The Princess, skeptical at first, watched as men who might have lost limbs walked again, and children who once would have died from fevers grew strong. "This… this may be your finest work yet," she admitted softly.

But Edwen was never content with one victory. If Riders rode to war, then Riders should also carry healing.

 

He began training a corps of field medic soldiers, taught to treat wounds on the battlefield. He showed them how to stop bleeding with pressure, how to set broken bones, and how to use clean water instead of dirty rags.

 

The Riders teased him at first, calling them "bandage-boys" instead of warriors. That changed after the first battle drill, when the medics treated bruises and cuts in moments while others still limped.
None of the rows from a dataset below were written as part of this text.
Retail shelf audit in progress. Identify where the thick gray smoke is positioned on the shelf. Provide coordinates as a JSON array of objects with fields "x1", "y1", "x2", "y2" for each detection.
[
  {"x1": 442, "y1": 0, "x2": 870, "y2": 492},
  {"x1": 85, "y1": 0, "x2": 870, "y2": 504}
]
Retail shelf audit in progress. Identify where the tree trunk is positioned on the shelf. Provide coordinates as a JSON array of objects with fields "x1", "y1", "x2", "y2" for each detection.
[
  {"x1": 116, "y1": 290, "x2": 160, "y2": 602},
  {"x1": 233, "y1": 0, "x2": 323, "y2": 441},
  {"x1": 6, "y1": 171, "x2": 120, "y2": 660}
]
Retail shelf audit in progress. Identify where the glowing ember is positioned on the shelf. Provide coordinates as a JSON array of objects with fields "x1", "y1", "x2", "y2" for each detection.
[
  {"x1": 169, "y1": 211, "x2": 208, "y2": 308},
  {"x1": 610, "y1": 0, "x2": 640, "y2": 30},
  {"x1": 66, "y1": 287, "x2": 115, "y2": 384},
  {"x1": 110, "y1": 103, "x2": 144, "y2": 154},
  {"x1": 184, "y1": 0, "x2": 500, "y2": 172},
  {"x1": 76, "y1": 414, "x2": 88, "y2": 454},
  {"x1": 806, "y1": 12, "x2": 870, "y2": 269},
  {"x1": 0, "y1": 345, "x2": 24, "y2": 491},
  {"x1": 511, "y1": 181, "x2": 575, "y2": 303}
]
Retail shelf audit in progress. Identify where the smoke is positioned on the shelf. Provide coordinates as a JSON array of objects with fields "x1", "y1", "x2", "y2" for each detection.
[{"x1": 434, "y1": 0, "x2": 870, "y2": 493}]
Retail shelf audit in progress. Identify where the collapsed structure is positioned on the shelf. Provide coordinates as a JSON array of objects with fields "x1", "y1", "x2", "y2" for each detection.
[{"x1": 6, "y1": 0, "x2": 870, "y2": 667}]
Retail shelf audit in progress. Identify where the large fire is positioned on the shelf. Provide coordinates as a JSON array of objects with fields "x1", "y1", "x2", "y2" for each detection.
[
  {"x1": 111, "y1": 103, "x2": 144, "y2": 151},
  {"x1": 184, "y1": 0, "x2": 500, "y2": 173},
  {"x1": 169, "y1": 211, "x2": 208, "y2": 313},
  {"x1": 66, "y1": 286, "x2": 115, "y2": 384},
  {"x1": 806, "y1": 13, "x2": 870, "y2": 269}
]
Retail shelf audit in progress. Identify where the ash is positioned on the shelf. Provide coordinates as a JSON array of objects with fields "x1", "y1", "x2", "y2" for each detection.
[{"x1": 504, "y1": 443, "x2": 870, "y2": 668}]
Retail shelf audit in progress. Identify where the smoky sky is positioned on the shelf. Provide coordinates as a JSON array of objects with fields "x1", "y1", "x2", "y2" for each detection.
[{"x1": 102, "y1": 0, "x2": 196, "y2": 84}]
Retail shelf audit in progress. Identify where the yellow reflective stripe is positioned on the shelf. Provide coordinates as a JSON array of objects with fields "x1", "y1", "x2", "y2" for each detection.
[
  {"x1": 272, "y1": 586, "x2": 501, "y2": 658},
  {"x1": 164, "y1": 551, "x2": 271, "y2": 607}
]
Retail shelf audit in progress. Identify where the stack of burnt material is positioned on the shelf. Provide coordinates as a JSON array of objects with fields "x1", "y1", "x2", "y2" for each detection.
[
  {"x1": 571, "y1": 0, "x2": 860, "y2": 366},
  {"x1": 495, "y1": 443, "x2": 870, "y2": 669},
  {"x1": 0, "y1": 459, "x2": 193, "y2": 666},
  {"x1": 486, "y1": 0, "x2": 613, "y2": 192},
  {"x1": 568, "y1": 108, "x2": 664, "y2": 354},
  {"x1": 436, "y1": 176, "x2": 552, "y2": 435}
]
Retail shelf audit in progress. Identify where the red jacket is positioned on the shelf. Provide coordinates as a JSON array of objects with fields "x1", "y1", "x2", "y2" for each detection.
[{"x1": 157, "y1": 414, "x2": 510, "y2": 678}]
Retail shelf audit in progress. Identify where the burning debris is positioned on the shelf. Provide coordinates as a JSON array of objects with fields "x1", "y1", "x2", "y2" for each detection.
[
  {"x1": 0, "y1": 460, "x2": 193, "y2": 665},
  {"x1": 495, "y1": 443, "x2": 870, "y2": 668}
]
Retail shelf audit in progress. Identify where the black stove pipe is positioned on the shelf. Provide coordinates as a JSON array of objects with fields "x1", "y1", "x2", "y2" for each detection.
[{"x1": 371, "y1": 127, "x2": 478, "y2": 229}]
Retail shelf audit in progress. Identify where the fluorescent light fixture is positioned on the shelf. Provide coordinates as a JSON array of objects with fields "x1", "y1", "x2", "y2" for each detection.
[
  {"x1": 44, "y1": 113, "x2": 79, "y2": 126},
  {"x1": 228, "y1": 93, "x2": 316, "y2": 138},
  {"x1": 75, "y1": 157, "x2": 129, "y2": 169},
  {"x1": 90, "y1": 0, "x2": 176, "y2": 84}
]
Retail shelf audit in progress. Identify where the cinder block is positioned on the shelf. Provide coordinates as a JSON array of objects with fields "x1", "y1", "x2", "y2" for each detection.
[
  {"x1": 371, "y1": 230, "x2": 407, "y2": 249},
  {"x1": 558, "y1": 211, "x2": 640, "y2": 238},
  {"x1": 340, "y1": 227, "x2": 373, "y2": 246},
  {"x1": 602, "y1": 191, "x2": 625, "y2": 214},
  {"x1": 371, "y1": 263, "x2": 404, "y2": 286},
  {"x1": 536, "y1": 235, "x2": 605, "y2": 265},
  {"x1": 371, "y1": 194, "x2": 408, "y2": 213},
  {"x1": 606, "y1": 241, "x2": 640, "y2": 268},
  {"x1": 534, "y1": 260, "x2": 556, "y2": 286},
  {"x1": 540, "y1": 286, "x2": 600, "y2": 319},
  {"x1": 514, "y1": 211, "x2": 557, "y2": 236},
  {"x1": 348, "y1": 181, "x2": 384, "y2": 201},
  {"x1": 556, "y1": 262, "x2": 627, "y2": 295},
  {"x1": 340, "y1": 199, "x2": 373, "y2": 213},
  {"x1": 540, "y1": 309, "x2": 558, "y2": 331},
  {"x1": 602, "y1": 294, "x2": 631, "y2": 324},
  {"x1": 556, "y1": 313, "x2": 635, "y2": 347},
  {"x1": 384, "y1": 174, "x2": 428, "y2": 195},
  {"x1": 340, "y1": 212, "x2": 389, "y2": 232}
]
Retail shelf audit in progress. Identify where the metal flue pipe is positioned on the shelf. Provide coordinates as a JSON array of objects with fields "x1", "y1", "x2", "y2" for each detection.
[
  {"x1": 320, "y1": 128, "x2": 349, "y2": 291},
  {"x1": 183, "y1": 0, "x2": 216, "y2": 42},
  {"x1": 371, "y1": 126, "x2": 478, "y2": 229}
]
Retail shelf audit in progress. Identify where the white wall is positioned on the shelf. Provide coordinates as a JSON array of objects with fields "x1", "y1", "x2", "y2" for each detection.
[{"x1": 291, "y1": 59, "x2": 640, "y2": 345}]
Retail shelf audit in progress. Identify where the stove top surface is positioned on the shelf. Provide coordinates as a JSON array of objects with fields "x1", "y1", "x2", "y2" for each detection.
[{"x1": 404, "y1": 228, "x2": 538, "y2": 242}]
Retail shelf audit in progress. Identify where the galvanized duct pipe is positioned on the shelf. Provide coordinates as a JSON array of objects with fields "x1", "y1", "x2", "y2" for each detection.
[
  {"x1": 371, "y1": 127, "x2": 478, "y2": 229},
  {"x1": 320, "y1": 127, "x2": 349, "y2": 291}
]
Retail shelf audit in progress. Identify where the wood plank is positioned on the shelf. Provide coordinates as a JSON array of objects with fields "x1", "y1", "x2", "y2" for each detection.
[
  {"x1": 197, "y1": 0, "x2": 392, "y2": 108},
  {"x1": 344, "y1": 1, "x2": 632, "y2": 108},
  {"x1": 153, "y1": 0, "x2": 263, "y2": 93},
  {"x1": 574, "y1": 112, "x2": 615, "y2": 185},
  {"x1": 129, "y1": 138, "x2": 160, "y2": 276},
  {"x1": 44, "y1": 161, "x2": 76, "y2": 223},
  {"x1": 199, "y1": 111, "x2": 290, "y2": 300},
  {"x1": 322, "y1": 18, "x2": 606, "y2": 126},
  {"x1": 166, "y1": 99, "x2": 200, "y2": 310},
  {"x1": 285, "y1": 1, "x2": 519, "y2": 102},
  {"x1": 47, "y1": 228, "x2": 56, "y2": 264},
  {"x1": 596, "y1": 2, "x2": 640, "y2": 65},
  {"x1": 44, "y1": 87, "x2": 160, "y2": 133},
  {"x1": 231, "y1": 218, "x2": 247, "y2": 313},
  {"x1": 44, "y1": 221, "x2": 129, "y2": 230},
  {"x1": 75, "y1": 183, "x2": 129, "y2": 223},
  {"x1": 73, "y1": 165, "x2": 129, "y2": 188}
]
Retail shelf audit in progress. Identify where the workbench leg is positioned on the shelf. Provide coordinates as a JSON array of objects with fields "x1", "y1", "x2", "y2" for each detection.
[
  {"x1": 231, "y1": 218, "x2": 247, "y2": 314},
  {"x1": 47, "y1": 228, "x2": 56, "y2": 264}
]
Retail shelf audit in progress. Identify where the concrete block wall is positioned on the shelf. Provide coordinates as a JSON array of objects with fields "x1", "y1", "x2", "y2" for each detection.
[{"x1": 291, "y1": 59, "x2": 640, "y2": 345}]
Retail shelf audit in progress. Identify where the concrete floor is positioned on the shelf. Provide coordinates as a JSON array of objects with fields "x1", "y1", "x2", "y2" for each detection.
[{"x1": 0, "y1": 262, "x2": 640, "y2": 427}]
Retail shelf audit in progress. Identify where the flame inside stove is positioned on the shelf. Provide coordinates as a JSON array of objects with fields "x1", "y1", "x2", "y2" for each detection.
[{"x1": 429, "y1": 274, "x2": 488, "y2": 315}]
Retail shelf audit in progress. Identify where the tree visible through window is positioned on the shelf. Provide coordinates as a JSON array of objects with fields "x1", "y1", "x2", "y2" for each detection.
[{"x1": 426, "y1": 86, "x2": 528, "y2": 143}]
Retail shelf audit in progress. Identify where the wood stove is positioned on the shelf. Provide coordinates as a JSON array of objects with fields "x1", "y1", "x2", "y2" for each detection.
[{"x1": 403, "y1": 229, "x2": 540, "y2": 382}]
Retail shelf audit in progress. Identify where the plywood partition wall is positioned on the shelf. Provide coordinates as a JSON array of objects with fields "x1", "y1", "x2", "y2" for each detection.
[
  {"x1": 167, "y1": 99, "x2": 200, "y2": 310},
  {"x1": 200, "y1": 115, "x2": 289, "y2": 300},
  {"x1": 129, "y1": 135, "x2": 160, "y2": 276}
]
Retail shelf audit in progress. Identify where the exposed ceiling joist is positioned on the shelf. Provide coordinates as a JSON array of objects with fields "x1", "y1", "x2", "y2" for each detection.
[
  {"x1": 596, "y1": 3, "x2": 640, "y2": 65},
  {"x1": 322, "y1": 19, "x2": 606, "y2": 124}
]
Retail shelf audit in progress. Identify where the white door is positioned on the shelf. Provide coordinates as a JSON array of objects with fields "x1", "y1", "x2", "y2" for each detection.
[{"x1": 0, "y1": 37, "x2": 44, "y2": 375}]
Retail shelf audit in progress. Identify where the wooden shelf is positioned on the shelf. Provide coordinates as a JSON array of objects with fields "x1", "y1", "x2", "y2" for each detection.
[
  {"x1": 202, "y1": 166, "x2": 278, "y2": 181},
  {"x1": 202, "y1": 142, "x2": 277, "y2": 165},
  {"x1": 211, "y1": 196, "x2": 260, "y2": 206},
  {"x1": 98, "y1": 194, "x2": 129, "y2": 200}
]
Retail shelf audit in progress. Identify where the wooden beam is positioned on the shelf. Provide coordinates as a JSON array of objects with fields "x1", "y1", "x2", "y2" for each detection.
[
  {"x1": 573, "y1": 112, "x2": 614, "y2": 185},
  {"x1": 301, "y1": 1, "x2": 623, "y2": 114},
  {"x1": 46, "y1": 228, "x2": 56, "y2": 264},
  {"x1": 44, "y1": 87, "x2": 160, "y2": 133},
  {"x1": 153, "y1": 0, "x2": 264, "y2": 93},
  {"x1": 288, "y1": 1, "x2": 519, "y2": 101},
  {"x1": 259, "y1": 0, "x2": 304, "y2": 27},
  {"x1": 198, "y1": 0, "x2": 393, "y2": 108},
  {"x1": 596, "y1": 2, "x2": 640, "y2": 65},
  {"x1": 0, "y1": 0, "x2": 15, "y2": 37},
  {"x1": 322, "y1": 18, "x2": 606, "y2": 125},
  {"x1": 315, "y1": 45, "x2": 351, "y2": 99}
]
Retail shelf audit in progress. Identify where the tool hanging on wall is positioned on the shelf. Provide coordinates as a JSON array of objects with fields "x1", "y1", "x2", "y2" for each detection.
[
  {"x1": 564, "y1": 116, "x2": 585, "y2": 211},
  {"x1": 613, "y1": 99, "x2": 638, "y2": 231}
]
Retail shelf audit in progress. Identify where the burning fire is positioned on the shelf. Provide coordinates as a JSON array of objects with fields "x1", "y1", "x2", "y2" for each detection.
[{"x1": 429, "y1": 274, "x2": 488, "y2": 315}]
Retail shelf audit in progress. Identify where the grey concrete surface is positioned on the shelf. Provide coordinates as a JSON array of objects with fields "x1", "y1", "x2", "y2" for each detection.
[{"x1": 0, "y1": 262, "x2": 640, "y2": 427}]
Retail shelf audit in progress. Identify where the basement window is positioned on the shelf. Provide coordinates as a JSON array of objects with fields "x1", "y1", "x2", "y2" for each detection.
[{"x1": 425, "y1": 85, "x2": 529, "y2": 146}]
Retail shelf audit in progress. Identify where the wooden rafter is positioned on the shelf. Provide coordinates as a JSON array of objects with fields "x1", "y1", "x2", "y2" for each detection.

Soon, every Rider wanted at least one medic in their company.

 

"They'll save more lives than swords," Edwen said proudly.

Of course, every success came with chaos.

 

Once, he tested a new disinfectant made from distilled spirits by spilling it across the floor. The flames from a nearby torch set the entire hall alight in seconds. Edwen dove into the blaze to smother it with cloaks, emerging half-scorched but triumphant.

"See? It works!" he declared proudly.

His mother shrieked, "It nearly worked you into ashes!"

 

The servants laughed about it for weeks. "The Storm tried to burn himself out, but the Shield would not let him."

 

Another time, while demonstrating how boiling could clean water, he left a pot unattended. The entire kitchen flooded with steam, and half the cooks fled. When his mother stormed in, coughing and glaring, Edwen held out a cup and said innocently, "At least it's safe to drink now."

 

The Princess groaned, but the people roared with laughter when they heard the tale.

Rohan was changing. Where once it was known only for horses and Riders, now it was whispered about across the plains for its knowledge and healing. Travelers marveled at the new library, the towering walls, the schools where even shepherds' sons could read, and now the hospitals that saved lives once thought doomed.

 

At the heart of it all were the Storm and the Shield, the mother who steadied the land, and the son who shook it with his brilliance and antics.

 

And though she often rubbed her temples in exasperation, the Princess knew one truth: Rohan had never been stronger.